O sentimento anticorrupção enfraqueceu também partidos tradicionais como o MDB, o PSDB e o PTB, agremiações que mais tiveram reduzida sua bancada no Parlamento nestas eleições, e também reforçou candidaturas de jovens e de outsiders da política.
Neste novo cenário político, bandeiras suprapartidárias como a redução de privilégios e gastos dos próprios parlamentares podem unir esquerda e direita. Um caso interessante é o da Câmara Municipal de Belo Horizonte (MG). Três jovens vereadores – Mateus Simões (Novo), Gabriel Azevedo (PHS) e Áurea Carolina (PSol) –, em que pese defenderem posições distintas no espectro político, não raras vezes atuam em conjunto no enfrentamento aos antigos políticos que dominam a Câmara Municipal.

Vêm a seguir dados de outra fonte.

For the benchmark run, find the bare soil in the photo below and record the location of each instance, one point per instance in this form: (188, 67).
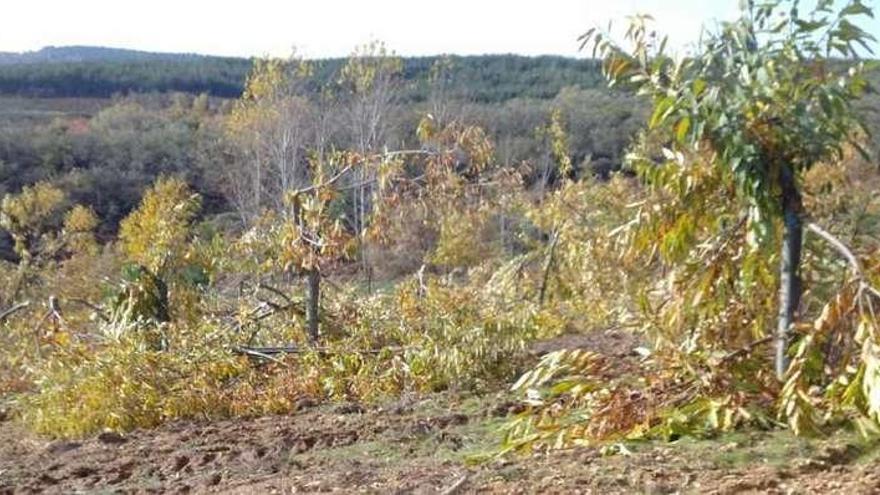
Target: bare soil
(422, 445)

Para dar exemplo, abriram mão de regalias e de parte das verbas de gabinete e costumam denunciar manobras políticas antigas como registrar presença e depois sair do plenário para não haver quórum para votação, liberando os parlamentares do trabalho. Talvez a bandeira da ética faça com que, no processo de renovação da política, a dicotomia entre a esquerda e a direita seja menos importante do que a postura republicana de tratar a representação democrática com seriedade e correção.